Bab 4

Aluna sudah berdandan rapi. Meski pakaian yang ia kenakan bukan pakaian mahal apalagi dari desainer terkenal, jika terlihat rapi tetap akan membuatnya sedap dipandang bukan? Setidaknya dipertemuan pertama dengan keluarga kandungnya, dia harus terlihat sopan dan berpendidikan.

"Sepertinya segini cukup," gumam Aluna setelah mematut dirinya di depan cermin.

Aluna kembali mengingat pertemuan dirinya dengan keluarga di kehidupan sebelumnya. Gara-gara tidak percaya diri, dia berdandan alakadarnya yang malah terlihat aneh. Bahkan ibu dan kakak keduanya menatap dengan tatapan jijik. Dan Aluna tidak akan membiarkan itu terulang kembali di kehidupan kali ini.

"Chika, kita lihat bagaimana caramu untuk membuatku tampak buruk di hadapan keluargaku."

Dengan langkah penuh percaya diri, Aluna berjalan ke ruang tamu dimana ibu panti dan keluarganya sedang menunggu.

"Bu Aruan, ini Aluna," ujar ibu panti–Bu Retno.

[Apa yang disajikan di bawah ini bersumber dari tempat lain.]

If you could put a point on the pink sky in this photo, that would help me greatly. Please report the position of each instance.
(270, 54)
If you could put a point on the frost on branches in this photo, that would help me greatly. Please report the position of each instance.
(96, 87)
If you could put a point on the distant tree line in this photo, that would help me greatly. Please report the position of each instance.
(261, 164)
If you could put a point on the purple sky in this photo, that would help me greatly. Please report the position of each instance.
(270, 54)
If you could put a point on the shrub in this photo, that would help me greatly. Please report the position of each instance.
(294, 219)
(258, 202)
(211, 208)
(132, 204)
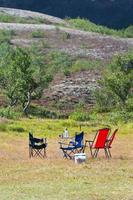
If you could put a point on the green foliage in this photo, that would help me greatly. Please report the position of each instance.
(38, 34)
(16, 19)
(116, 85)
(66, 36)
(80, 116)
(118, 117)
(80, 65)
(43, 113)
(23, 78)
(6, 36)
(9, 113)
(6, 18)
(128, 32)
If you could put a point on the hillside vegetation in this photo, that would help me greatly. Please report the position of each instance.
(71, 61)
(117, 13)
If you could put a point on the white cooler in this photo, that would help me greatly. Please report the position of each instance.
(80, 157)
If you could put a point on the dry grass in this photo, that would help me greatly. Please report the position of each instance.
(54, 178)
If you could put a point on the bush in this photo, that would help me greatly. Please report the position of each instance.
(116, 85)
(120, 116)
(80, 116)
(6, 36)
(81, 65)
(9, 113)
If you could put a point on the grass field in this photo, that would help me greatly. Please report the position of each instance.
(54, 178)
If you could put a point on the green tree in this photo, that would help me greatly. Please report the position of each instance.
(21, 80)
(117, 84)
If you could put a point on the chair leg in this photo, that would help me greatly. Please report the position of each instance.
(95, 153)
(91, 150)
(106, 153)
(109, 153)
(30, 152)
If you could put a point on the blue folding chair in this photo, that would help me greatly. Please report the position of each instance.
(74, 146)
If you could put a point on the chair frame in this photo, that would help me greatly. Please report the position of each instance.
(93, 142)
(109, 142)
(37, 146)
(71, 148)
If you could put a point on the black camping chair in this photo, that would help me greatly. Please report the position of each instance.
(75, 146)
(37, 146)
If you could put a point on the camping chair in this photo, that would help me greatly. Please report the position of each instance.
(37, 146)
(99, 142)
(75, 146)
(109, 142)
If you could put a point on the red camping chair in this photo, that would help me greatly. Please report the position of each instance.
(99, 142)
(109, 142)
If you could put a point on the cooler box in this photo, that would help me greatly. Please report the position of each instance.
(80, 157)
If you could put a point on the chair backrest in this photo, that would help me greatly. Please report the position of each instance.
(112, 138)
(101, 137)
(79, 139)
(33, 140)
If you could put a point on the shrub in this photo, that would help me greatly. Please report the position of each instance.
(80, 116)
(80, 65)
(116, 85)
(9, 113)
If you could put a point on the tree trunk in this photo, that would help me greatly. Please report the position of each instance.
(26, 104)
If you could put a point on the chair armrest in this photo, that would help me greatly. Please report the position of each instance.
(63, 144)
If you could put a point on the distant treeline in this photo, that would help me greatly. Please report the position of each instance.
(112, 13)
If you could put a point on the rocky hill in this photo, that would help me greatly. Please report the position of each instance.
(78, 86)
(112, 13)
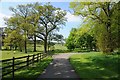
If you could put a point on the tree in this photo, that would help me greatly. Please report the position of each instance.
(101, 14)
(50, 18)
(23, 13)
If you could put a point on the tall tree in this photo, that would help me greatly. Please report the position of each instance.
(23, 12)
(50, 18)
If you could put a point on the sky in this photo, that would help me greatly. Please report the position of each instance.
(72, 20)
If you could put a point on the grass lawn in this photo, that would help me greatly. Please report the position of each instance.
(31, 73)
(96, 65)
(11, 54)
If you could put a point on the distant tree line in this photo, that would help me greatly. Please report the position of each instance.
(32, 21)
(100, 29)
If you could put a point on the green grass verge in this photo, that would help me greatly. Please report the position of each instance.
(96, 65)
(11, 54)
(31, 73)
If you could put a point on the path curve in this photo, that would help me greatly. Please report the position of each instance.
(60, 68)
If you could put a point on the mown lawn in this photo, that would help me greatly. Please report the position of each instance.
(11, 54)
(31, 73)
(7, 54)
(94, 65)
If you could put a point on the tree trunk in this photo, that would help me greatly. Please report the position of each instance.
(35, 43)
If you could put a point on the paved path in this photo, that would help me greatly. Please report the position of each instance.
(60, 68)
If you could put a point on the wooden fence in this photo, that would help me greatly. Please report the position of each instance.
(14, 64)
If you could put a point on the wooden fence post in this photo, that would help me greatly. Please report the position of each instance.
(28, 61)
(40, 56)
(37, 57)
(33, 58)
(13, 68)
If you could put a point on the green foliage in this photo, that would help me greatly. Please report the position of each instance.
(34, 20)
(96, 65)
(102, 19)
(80, 40)
(32, 72)
(71, 39)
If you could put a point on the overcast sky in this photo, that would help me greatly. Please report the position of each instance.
(72, 21)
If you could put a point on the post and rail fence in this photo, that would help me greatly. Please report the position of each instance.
(12, 65)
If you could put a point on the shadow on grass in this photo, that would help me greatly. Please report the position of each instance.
(30, 73)
(100, 67)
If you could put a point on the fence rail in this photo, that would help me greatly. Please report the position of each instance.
(12, 64)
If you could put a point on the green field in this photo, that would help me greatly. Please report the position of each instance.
(96, 65)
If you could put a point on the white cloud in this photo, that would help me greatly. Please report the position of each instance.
(72, 18)
(2, 16)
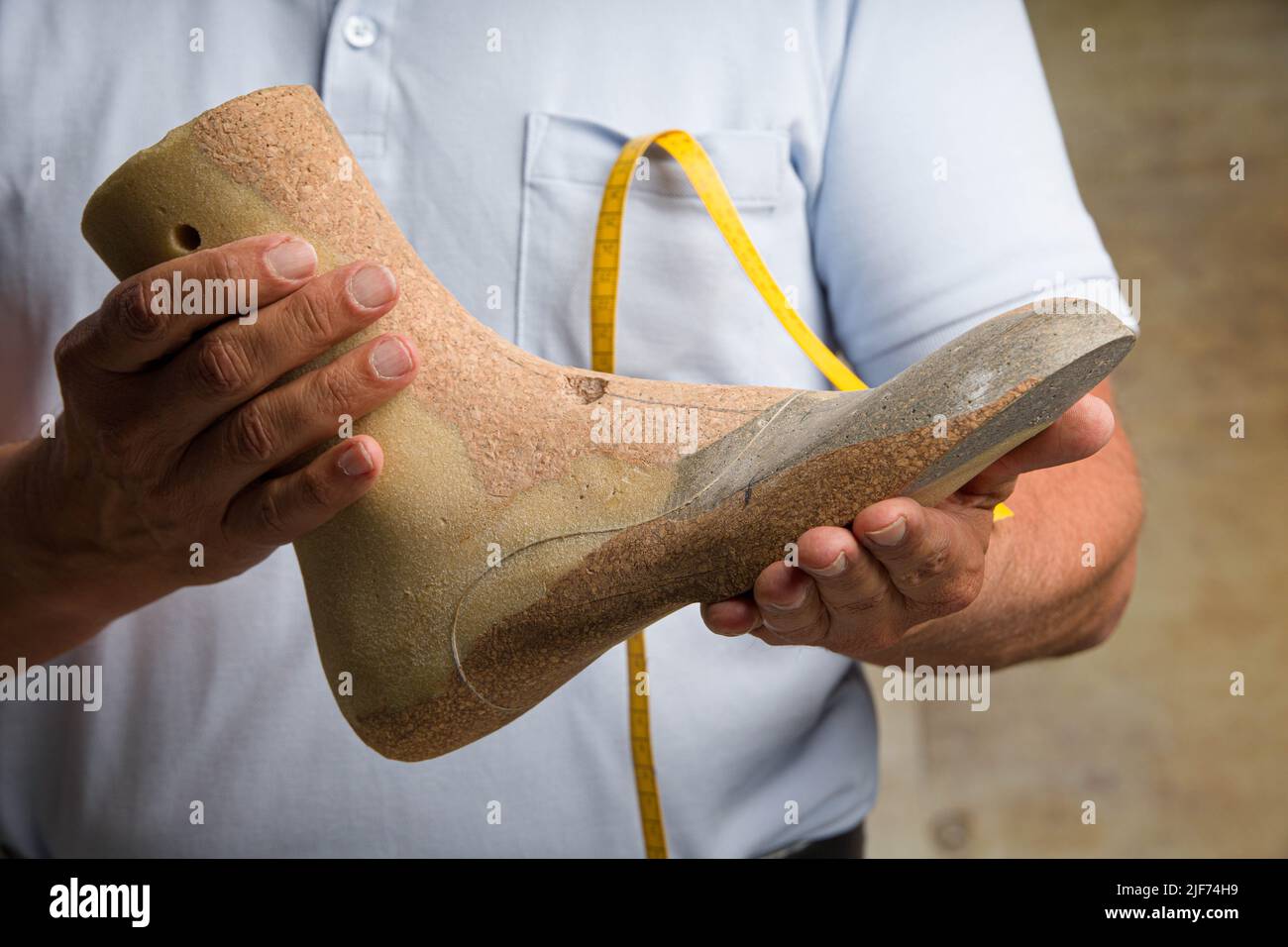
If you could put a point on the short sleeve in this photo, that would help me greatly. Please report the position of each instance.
(945, 195)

Aruan yang tadi sedang memainkan ponsel itu pun mengalihkan atensinya. Wanita yang merupakan ibu kandung dari Aluna itu menatap Aluna dengan tatapan takjub. Dia tidak menyangka putrinya yang hilang, yang dibesarkan di panti, terlihat cantik, jauh lebih cantik dari foto yang ditunjukan oleh orang suruhannya. Aruan berdiri.

"Hallo, Bu, saya Aluna."

Aluna memperkenalkan diri. Gadis berumur 20 tahun itu mengulurkan tangan. Dia ingat, pada kehidupan sebelumnya, Aruan tidak menyambut uluran tangannya.

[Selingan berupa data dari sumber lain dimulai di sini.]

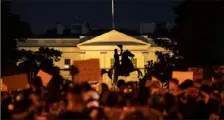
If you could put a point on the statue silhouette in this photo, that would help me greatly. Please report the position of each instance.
(126, 66)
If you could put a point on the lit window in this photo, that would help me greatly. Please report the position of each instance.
(67, 63)
(133, 60)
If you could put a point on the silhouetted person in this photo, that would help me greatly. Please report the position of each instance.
(116, 59)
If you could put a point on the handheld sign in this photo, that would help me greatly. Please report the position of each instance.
(182, 76)
(198, 72)
(89, 70)
(45, 77)
(16, 82)
(3, 86)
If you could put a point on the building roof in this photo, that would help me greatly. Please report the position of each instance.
(114, 37)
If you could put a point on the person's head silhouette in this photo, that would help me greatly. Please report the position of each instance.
(115, 51)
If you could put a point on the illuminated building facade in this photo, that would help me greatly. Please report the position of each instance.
(101, 47)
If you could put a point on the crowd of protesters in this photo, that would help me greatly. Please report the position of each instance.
(145, 100)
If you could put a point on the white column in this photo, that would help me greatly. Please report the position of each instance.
(113, 24)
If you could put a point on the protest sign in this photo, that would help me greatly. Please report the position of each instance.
(198, 72)
(88, 70)
(181, 76)
(3, 86)
(45, 77)
(16, 82)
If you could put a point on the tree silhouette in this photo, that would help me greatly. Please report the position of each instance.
(13, 29)
(199, 32)
(43, 59)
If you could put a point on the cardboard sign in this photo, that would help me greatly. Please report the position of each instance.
(182, 76)
(45, 77)
(16, 82)
(3, 86)
(198, 72)
(89, 70)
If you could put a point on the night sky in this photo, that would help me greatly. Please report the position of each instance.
(44, 14)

"Apa dia tidak akan menyambut tanganku sama seperti sebelumnya?"

Aluna berbicara dalam hati.

Aruan mengerjap. Wanita yang masih terlihat cantik di usianya yang lebih dari setengah abad itu memperhatikan sekeliling.

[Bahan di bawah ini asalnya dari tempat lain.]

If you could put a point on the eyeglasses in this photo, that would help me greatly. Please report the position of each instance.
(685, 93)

"Barusan suara siapa? Seperti suara Aluna, tapi aku lihat dia diam saja," batin Aruan. "Apa karena kelelahan makanya aku berhalusinasi?"

 Aruan kembali menatap Aluna.

"Sudahlah kalau dia tidak mau menerima uluran tanganku. Aku tidak akan sama seperti sebelumnya yang merasa patah hati," batin Aluna lagi.

Aruan menajamkan indera pendengarannya. Ia yakin, ia tidak salah mendengar. Itu suara Aluna. Tapi, bagaimana bisa? Apa itu suara hatinya?

Aruan menatap Aluna heran.

Aluna menghela napas panjang. Sepertinya usahanya untuk membuat ibu kandungnya terkesan gagal. Gadis itu menurunkan tangan. Namun, sebelum Aluna benar-benar menurunkan tangannya, tiba-tiba Aruan membalas uluran tangannya.

"Aku Aruan, ibu kandungmu."

Aruan memperkenalkan diri.

"Kamu panggil saja mama sama seperti saudaramu yang lain," tambah Aruan.

Saat Aruan hendak memeluk Aluna, tiba-tiba Chika datang dan langsung memeluk ibunya itu. Di belakangnya ada Armand yang mengikuti. Dan semua itu sama persis seperti sebelumnya.

Kalau di kehidupan sebelumnya ia begitu mengagumi kecantikan Chika. Tapi, tidak di kehidupan kali ini. Wajah yang terlihat polos itu tidak akan lagi mampu membuatnya tertarik.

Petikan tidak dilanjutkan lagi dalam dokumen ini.